Khitan Perempuan masih Relevankah? (Dalam Perspektif Muhammadiyah) - MuhammadiyahNews.com

Sedang Trending 9 bulan yang lalu

Oleh: Dian Eka Kurniawati

Khitan, alias sunat, secara tradisional lebih dikenal sebagai praktik yangg dilakukan pada laki-laki. Namun, dalam sejarah dan budaya tertentu, praktik ini juga dilakukan pada perempuan. Pertanyaan tentang apakah khitan wanita diperbolehkan dan apa manfaatnya sering kali menjadi bahan diskusi, terutama lantaran praktik ini jarang ditemukan di masa kini, tidak seperti pada era dahulu.

Khitan wanita telah dilakukan selama beratus-ratus tahun di beragam budaya dan agama, termasuk di Indonesia. Dalam beberapa masyarakat, praktik ini dianggap sebagai bagian dari tanggungjawab kepercayaan alias simbol kesucian. Sebagai contoh, ada organisasi yangg memandang khitan wanita sebagai langkah untuk menjaga tradisi, melambangkan kemurnian, alias menunjukkan penghormatan terhadap nilai-nilai adat. Namun, krusial untuk dipahami bahwa praktik ini berbeda dengan khitan laki-laki, baik dari segi prosedur maupun tujuan.

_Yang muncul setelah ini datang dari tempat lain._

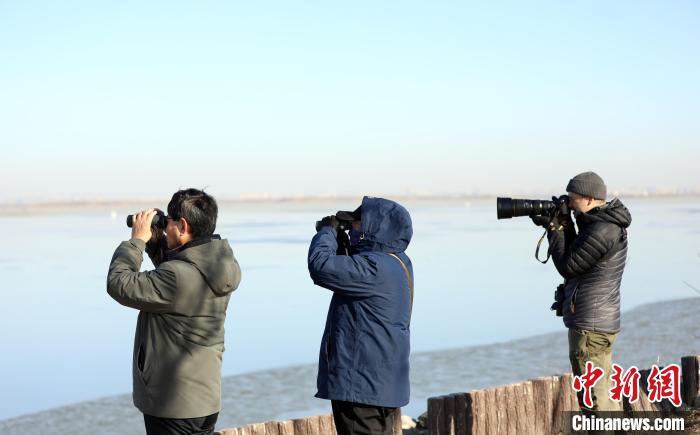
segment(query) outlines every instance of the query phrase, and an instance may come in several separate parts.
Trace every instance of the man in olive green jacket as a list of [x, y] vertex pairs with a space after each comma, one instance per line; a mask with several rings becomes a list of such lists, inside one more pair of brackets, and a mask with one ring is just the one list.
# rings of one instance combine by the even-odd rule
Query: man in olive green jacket
[[[165, 234], [157, 211], [133, 217], [131, 239], [112, 257], [107, 292], [140, 310], [133, 357], [134, 405], [148, 434], [213, 433], [221, 410], [224, 320], [241, 272], [214, 235], [218, 208], [196, 189], [176, 192]], [[144, 251], [155, 270], [139, 272]]]

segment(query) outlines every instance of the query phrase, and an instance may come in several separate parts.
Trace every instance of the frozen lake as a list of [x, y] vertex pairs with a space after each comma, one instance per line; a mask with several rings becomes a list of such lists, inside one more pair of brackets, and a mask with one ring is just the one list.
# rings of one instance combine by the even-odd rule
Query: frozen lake
[[[700, 199], [623, 202], [633, 217], [623, 310], [697, 296], [684, 281], [700, 287]], [[306, 367], [303, 379], [313, 375], [308, 364], [318, 355], [330, 294], [308, 276], [308, 243], [316, 220], [358, 203], [221, 207], [217, 232], [243, 271], [226, 321], [224, 376], [289, 366]], [[533, 258], [541, 232], [529, 219], [497, 221], [493, 199], [403, 204], [414, 222], [407, 250], [416, 282], [413, 352], [563, 331], [549, 311], [560, 279]], [[114, 302], [105, 281], [133, 211], [0, 216], [8, 230], [0, 254], [0, 420], [131, 391], [137, 313]], [[278, 371], [267, 373], [274, 379]], [[255, 391], [246, 388], [241, 394]]]

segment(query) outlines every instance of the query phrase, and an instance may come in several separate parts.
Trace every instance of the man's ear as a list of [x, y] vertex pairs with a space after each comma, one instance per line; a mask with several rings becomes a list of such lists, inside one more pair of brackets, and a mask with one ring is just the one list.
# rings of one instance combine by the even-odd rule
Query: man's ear
[[185, 220], [185, 218], [180, 218], [180, 235], [189, 234], [190, 224]]

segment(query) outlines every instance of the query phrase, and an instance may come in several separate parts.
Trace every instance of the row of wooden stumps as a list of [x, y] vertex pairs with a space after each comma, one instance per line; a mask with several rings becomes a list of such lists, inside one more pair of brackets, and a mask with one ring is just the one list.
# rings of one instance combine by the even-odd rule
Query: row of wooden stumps
[[[286, 421], [255, 423], [219, 431], [221, 435], [337, 435], [333, 416], [319, 415]], [[394, 435], [401, 435], [401, 410], [394, 414]]]
[[[626, 399], [627, 411], [673, 408], [668, 401], [651, 403], [646, 395], [648, 370], [641, 370], [640, 398]], [[566, 430], [567, 411], [578, 411], [571, 374], [537, 378], [468, 393], [428, 399], [429, 435], [556, 434]], [[700, 407], [700, 355], [681, 359], [683, 403]], [[222, 435], [336, 435], [332, 415], [270, 421], [224, 429]], [[401, 413], [394, 418], [394, 435], [400, 435]]]
[[[623, 402], [625, 411], [672, 411], [664, 400], [649, 401], [640, 370], [640, 397]], [[700, 406], [700, 356], [681, 360], [683, 403]], [[497, 388], [456, 393], [428, 399], [429, 435], [557, 434], [567, 429], [565, 412], [579, 411], [571, 374], [548, 376]]]

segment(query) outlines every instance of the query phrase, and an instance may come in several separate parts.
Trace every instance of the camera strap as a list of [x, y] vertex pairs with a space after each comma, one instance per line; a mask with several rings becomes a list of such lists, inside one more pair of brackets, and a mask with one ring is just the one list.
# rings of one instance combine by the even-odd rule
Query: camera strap
[[547, 258], [544, 259], [544, 261], [540, 260], [540, 246], [542, 245], [542, 241], [544, 240], [545, 236], [547, 236], [547, 229], [545, 228], [544, 233], [542, 233], [542, 237], [540, 237], [540, 241], [537, 242], [537, 249], [535, 249], [535, 258], [537, 261], [539, 261], [542, 264], [547, 264], [549, 261], [549, 257], [551, 257], [551, 253], [549, 252], [549, 249], [547, 249]]
[[399, 263], [401, 263], [401, 267], [403, 268], [403, 271], [406, 272], [406, 281], [408, 281], [408, 288], [411, 290], [411, 308], [408, 313], [408, 324], [411, 324], [411, 315], [413, 314], [413, 278], [411, 277], [411, 273], [408, 271], [408, 268], [406, 265], [401, 261], [398, 255], [390, 252], [389, 255], [392, 257], [396, 258], [399, 260]]

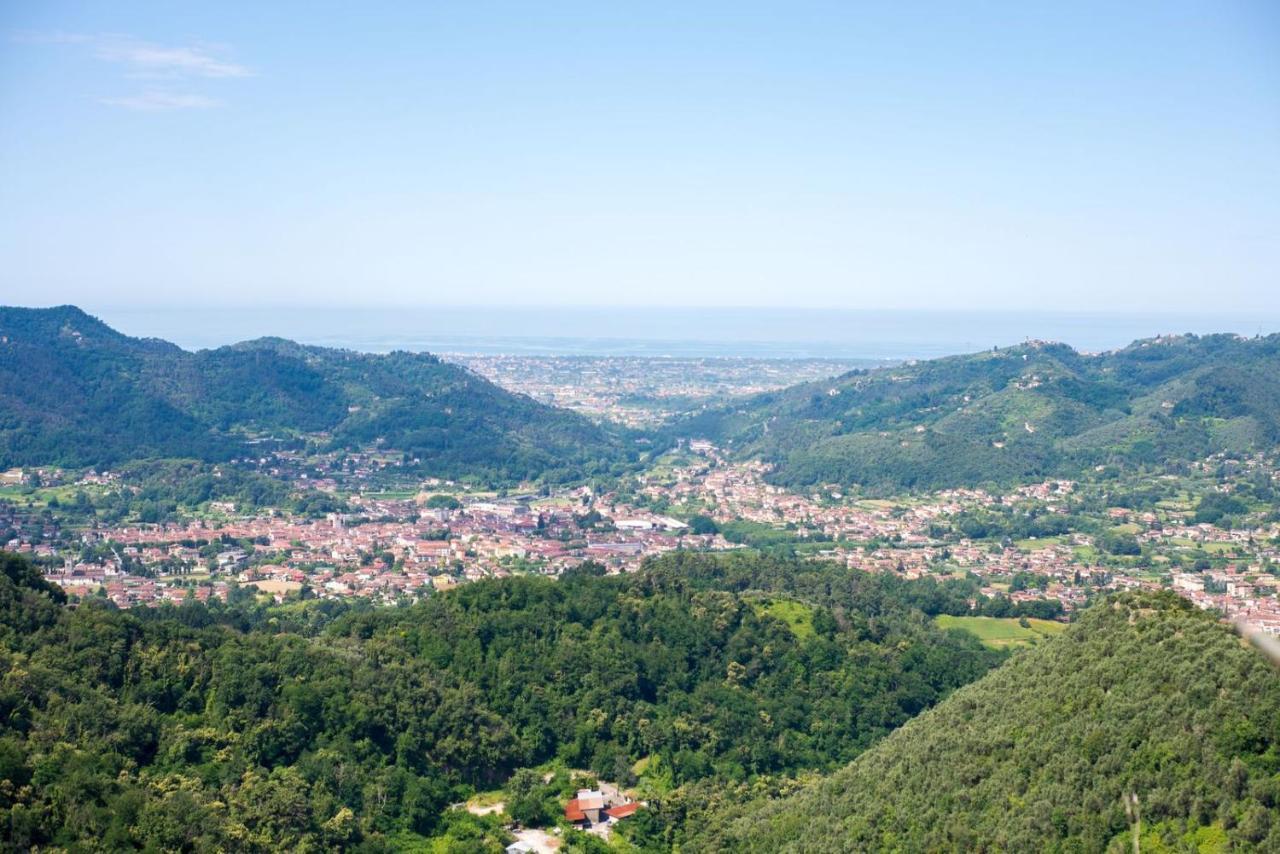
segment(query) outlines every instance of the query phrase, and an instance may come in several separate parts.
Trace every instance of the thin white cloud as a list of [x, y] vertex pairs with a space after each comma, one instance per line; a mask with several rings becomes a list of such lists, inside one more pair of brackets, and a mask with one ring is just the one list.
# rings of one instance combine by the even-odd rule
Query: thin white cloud
[[131, 39], [99, 39], [94, 55], [148, 76], [250, 77], [243, 65], [218, 57], [206, 47], [166, 47]]
[[140, 95], [103, 98], [101, 103], [109, 107], [122, 107], [126, 110], [150, 113], [163, 110], [207, 110], [210, 107], [222, 106], [222, 102], [217, 98], [179, 92], [143, 92]]
[[130, 71], [175, 77], [252, 77], [247, 66], [226, 58], [220, 45], [162, 45], [117, 33], [16, 33], [13, 41], [26, 44], [87, 45], [105, 62], [127, 66]]
[[[111, 33], [20, 33], [15, 41], [29, 44], [76, 45], [103, 62], [123, 69], [122, 76], [150, 80], [157, 88], [133, 95], [101, 98], [99, 102], [126, 110], [160, 111], [217, 107], [222, 101], [196, 92], [175, 91], [170, 86], [198, 80], [252, 77], [247, 66], [228, 58], [223, 46], [208, 44], [162, 45], [128, 35]], [[161, 82], [167, 81], [167, 82]]]

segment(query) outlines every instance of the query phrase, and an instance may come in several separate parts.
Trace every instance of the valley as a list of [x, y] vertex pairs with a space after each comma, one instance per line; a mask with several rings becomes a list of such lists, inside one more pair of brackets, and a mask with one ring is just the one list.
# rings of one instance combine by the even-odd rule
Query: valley
[[1277, 854], [1277, 8], [4, 4], [0, 854]]
[[[31, 377], [16, 361], [0, 371], [9, 399], [44, 393], [25, 390], [35, 377], [81, 383], [86, 365], [109, 364], [123, 372], [113, 382], [152, 401], [136, 417], [155, 437], [87, 464], [84, 437], [119, 429], [110, 409], [91, 414], [89, 386], [79, 403], [0, 426], [11, 721], [0, 799], [20, 846], [74, 848], [91, 832], [174, 850], [922, 850], [978, 838], [1103, 850], [1128, 832], [1121, 780], [1146, 803], [1139, 835], [1153, 850], [1265, 848], [1274, 835], [1280, 680], [1223, 640], [1232, 619], [1280, 635], [1274, 413], [1206, 355], [1244, 358], [1240, 370], [1256, 356], [1265, 371], [1270, 342], [1157, 343], [1158, 367], [1143, 371], [1162, 379], [1147, 394], [1171, 414], [1147, 418], [1124, 414], [1146, 404], [1123, 402], [1092, 368], [1053, 379], [1034, 353], [1072, 357], [1040, 345], [1025, 360], [820, 380], [847, 366], [483, 357], [474, 367], [491, 384], [428, 356], [283, 341], [187, 354], [74, 310], [7, 317], [7, 345], [49, 351]], [[1096, 358], [1127, 357], [1079, 357]], [[226, 365], [238, 378], [219, 379], [232, 385], [216, 397], [209, 372], [226, 377]], [[260, 370], [277, 379], [242, 398]], [[1022, 434], [1006, 425], [977, 458], [951, 420], [931, 426], [955, 395], [999, 413], [1009, 394]], [[1035, 424], [1025, 394], [1049, 407]], [[1063, 414], [1102, 398], [1095, 416]], [[802, 400], [811, 408], [786, 409]], [[836, 400], [846, 408], [832, 411]], [[174, 418], [203, 426], [174, 432]], [[1131, 432], [1108, 433], [1105, 450], [1037, 444], [1078, 441], [1054, 424], [1108, 419]], [[801, 436], [823, 447], [822, 435], [858, 442], [870, 427], [904, 453], [958, 441], [947, 452], [958, 456], [911, 483], [796, 475]], [[1043, 467], [983, 468], [991, 452], [1029, 448], [1049, 454]], [[877, 465], [898, 465], [884, 462], [896, 453]], [[1069, 649], [1158, 669], [1145, 634], [1104, 616], [1116, 609], [1162, 615], [1138, 625], [1177, 661], [1230, 659], [1247, 674], [1231, 690], [1245, 693], [1188, 724], [1212, 750], [1178, 747], [1181, 770], [1154, 775], [1144, 757], [1166, 755], [1176, 733], [1125, 730], [1110, 706], [1091, 713], [1090, 761], [1099, 745], [1137, 746], [1103, 778], [1055, 789], [1017, 759], [1042, 715], [1032, 686], [1070, 708], [1053, 686], [1088, 695], [1113, 679]], [[24, 694], [30, 678], [78, 699]], [[1205, 708], [1153, 698], [1148, 682], [1117, 690], [1117, 709]], [[1247, 726], [1233, 723], [1239, 703], [1256, 710]], [[96, 728], [73, 726], [90, 714]], [[979, 780], [954, 758], [924, 777], [902, 770], [991, 749], [954, 746], [972, 738], [957, 714], [1005, 745], [981, 773], [1035, 804], [1033, 819], [997, 830], [980, 788], [980, 801], [947, 795], [949, 818], [899, 820], [928, 814], [920, 779]], [[137, 716], [135, 739], [121, 740]], [[1084, 749], [1067, 744], [1071, 720], [1048, 731], [1046, 767]], [[1178, 782], [1223, 768], [1237, 781], [1225, 793]], [[831, 788], [873, 786], [863, 774], [900, 782], [874, 802]], [[797, 836], [819, 803], [839, 829]]]

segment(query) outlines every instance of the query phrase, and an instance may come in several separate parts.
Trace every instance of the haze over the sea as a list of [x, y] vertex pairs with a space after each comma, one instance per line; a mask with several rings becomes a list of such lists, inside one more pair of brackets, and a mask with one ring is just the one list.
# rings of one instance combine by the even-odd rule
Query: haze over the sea
[[262, 336], [365, 352], [911, 359], [1027, 339], [1085, 351], [1194, 332], [1280, 331], [1280, 315], [778, 308], [112, 308], [84, 306], [129, 335], [188, 349]]

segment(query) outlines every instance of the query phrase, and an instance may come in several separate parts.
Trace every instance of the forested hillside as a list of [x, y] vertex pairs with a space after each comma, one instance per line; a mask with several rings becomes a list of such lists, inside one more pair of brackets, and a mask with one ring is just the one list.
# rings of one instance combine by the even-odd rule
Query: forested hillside
[[686, 852], [1280, 850], [1280, 674], [1172, 594], [1123, 594]]
[[776, 464], [788, 487], [880, 490], [1165, 466], [1280, 442], [1280, 335], [1063, 344], [854, 371], [676, 425]]
[[189, 353], [70, 306], [0, 308], [0, 468], [225, 460], [266, 437], [377, 447], [495, 483], [607, 474], [635, 457], [620, 435], [428, 354], [278, 339]]
[[447, 806], [517, 768], [830, 770], [1002, 660], [927, 619], [967, 609], [964, 582], [749, 554], [391, 609], [71, 609], [0, 567], [7, 849], [492, 850]]

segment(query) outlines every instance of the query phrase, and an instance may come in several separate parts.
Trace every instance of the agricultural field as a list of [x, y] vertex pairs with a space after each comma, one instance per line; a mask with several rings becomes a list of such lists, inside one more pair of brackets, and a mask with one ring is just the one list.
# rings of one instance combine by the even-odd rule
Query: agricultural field
[[1025, 540], [1015, 540], [1014, 545], [1021, 551], [1034, 552], [1050, 546], [1060, 546], [1066, 540], [1066, 537], [1028, 537]]
[[[1023, 623], [1026, 625], [1023, 625]], [[1011, 649], [1033, 646], [1046, 638], [1060, 634], [1066, 623], [1055, 620], [1022, 619], [1019, 617], [952, 617], [941, 614], [934, 623], [943, 629], [964, 629], [977, 636], [983, 645], [991, 649]]]

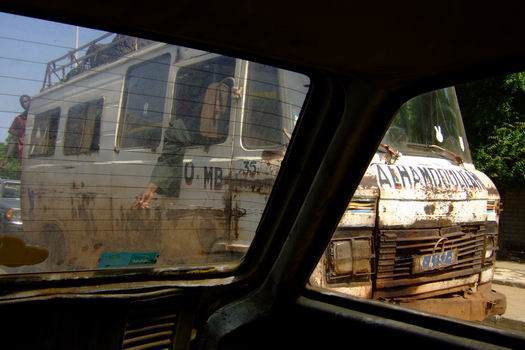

Dalam perkembangan zaman, pandangan terhadap khitan wanita mengalami banyak perubahan. Kesadaran bakal kewenangan asasi manusia, pentingnya kesehatan, dan prinsip kesetaraan kelamin telah membawa banyak pihak untuk mempertanyakan relevansi dan faedah praktik ini. Secara medis, belum ada bukti ilmiah yangg mendukung faedah kesehatan khitan perempuan. Bahkan, jika dilakukan secara tidak aman, praktik ini dapat menimbulkan akibat kesehatan, seperti infeksi, perdarahan, alias komplikasi lainnya.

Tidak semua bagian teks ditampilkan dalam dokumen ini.